The Island of the Colorblind, by Oliver Sacks (Knopf, $24). You don't ordinarily think of the author of The Man Who Mistook His Wife for a Hat as a travel writer--unless you count his journeys to the far reaches of the human brain. So when Oliver Sacks lights out for the tiny Micronesian atoll of Pingelap at the start of his latest book, it's clearly not for an extended beach vacation. As a result of inbreeding, one in 12 natives of the Pacific island is born totally color-blind--a condition that Sacks describes as "surpassingly rare." After portraying the achromotopes of Pingelap, Sacks chronicles an earlier trip to Guam, where he investigated a fatal neurodegenerative illness called lytico-bodig--a confounding combination of Parkinson's, Lou Gehrig's, and Alzheimer's diseases. Sacks's fascination with islands, and with the medical and botanical oddities they spawn, is riveting, as is the good-natured rapport he enjoys with his patients. "Come again soon," one patient cheerfully tells him. "I won't remember you, so I'll have the pleasure of meeting you all over again." This book, written with economy and subtle humor, proves that meeting Oliver Sacks all over again is a pleasure indeed.

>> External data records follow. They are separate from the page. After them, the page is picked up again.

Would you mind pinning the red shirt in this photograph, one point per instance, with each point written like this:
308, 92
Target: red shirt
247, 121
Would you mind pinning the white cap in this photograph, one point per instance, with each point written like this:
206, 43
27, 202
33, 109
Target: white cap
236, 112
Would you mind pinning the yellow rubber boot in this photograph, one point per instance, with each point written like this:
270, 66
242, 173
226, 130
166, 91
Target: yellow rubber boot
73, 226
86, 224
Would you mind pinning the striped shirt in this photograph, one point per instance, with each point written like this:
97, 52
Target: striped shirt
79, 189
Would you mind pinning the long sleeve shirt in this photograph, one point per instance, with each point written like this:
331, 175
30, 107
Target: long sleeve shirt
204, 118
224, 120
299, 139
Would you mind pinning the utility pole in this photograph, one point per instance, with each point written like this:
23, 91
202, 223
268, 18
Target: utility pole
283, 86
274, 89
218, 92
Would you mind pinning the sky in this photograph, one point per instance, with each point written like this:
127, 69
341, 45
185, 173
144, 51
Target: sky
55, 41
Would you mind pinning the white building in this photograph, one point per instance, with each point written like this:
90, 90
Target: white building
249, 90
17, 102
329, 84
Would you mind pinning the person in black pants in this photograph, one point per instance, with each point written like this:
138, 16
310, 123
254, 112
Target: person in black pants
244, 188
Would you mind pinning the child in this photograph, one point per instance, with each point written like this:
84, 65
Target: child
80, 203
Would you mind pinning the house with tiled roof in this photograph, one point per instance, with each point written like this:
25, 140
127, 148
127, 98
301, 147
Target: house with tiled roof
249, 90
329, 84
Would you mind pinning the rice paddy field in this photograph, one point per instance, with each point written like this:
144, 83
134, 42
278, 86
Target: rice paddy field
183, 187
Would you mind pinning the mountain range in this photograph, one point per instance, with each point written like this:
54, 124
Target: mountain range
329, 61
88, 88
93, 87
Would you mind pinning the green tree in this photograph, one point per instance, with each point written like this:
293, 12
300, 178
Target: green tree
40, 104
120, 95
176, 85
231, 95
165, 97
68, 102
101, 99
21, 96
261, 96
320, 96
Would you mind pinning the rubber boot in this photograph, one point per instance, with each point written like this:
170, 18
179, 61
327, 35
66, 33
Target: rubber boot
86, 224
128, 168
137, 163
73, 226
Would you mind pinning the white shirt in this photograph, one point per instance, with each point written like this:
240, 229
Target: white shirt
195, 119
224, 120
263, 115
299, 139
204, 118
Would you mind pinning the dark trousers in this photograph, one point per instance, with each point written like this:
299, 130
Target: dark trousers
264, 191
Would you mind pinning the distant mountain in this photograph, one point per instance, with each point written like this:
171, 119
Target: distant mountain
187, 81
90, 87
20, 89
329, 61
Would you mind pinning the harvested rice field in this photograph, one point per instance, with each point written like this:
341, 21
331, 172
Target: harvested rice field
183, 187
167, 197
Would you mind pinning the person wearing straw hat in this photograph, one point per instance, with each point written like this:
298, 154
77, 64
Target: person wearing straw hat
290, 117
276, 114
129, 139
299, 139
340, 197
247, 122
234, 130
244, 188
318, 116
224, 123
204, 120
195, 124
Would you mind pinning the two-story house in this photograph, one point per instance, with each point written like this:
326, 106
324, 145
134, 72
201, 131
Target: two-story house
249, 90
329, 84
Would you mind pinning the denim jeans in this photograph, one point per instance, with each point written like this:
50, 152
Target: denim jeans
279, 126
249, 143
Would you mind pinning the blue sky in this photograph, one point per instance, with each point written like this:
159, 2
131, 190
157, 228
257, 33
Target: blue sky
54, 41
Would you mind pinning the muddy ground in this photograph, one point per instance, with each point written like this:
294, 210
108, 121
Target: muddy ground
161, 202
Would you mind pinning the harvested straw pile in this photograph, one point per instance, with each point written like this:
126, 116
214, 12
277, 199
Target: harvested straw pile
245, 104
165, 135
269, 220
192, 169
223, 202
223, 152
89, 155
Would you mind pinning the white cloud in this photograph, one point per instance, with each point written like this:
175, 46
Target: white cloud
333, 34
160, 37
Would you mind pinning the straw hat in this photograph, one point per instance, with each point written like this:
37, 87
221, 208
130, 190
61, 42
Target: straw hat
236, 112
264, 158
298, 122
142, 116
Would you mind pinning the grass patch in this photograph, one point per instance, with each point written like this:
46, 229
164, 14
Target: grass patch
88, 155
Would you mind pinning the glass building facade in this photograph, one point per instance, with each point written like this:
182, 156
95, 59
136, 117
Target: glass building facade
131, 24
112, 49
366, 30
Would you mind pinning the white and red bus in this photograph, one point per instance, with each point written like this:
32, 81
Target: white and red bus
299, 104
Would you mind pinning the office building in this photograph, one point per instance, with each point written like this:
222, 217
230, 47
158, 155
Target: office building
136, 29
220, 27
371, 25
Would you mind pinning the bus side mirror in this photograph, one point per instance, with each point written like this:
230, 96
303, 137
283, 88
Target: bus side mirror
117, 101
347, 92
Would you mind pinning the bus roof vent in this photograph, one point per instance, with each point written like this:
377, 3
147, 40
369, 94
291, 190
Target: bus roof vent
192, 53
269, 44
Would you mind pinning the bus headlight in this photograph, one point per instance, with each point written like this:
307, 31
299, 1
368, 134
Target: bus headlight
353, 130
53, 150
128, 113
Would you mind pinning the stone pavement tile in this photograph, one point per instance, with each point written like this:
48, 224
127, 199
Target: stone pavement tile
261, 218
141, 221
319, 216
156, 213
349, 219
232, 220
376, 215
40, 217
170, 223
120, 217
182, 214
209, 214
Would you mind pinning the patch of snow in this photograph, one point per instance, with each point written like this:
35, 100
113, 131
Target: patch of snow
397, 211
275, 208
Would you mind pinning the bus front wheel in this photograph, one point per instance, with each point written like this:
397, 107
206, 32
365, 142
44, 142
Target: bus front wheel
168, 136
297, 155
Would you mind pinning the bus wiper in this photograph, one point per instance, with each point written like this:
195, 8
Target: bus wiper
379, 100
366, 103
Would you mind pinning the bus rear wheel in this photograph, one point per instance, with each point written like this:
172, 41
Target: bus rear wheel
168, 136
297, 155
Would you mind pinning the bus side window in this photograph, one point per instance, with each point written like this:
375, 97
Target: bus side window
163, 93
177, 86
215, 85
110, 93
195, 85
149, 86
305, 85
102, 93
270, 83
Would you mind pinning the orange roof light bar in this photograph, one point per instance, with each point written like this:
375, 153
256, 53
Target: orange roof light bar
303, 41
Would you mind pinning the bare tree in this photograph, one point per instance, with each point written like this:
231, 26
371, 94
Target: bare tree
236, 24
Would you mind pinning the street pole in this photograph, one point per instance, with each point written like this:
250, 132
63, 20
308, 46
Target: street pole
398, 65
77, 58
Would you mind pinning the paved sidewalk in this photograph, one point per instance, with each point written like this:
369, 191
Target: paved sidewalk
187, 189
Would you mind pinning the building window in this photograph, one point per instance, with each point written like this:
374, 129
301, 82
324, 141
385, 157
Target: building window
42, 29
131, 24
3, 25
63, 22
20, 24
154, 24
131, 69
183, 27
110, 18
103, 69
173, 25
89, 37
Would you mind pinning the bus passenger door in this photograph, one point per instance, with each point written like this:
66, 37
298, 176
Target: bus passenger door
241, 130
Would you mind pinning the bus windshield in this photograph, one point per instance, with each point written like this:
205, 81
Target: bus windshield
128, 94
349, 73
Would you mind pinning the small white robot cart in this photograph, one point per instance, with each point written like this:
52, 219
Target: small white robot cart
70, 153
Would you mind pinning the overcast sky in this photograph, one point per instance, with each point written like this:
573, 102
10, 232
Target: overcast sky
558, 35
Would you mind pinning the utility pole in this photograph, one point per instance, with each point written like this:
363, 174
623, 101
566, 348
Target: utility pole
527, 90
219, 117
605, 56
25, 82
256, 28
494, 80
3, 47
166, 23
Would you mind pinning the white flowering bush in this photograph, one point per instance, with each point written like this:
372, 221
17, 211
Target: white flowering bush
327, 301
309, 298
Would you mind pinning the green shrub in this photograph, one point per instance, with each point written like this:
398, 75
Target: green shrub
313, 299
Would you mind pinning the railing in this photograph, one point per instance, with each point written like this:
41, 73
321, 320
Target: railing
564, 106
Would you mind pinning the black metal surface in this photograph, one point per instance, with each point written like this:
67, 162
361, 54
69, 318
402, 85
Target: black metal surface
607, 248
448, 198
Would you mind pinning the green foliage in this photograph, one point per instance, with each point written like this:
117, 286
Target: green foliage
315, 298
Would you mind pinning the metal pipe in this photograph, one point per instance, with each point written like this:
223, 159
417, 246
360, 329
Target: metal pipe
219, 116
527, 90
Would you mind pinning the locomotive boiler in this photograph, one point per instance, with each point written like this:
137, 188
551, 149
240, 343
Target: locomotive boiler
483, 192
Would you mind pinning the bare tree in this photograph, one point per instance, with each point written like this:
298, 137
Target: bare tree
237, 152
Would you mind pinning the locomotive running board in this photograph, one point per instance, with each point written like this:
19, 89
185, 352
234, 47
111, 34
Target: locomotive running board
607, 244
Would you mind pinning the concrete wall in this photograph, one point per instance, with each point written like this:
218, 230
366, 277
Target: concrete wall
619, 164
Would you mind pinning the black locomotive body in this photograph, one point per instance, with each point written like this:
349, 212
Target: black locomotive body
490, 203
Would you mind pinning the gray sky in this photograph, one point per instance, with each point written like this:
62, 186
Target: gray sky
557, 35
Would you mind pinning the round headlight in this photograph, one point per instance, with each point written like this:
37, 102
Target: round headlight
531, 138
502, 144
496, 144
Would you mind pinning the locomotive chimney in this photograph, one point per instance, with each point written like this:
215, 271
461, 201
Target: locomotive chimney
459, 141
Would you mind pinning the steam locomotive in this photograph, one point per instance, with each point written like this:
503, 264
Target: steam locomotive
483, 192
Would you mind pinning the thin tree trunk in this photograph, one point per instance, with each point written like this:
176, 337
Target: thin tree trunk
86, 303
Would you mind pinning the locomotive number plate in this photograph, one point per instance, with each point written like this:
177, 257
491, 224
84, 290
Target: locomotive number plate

The Abstract Wild, by Jack Turner (University of Arizona Press, $16). Once, after he saw a visitor to a squalid zoo in India throwing pellets at a caged mountain lion, Jack Turner found himself throttling the man. Turner's collection of intemperate essays (one is subtitled "A Rant") is energized by a similar kind of righteous rage, but the anger is ultimately dispiriting. A former academic philosopher who now teaches climbing in the Tetons, he argues that our most fundamental environmental problem is that nature has become an abstraction, experienced through television and other media rather than through direct contact. "I am certain that less than 1 percent of our population has ever spent a day in truly wild country," he writes. Denouncing both photo-op tourism at "mega-zoos" like Yellowstone and what he sees as the "the 'fun hog' philosophy" of this magazine and others, Turner calls for "vast areas where we limit all forms of human influence: no conservation strategies, no designer wilderness, no roads, no trails." Eloquent in its appraisal of our culture's threats to the backcountry, yet defiantly misanthropic and contradictory in its prescriptions, The Abstract Wild may leave you wanting to throttle someone. Depending on your eco-politics, that someone might be the author.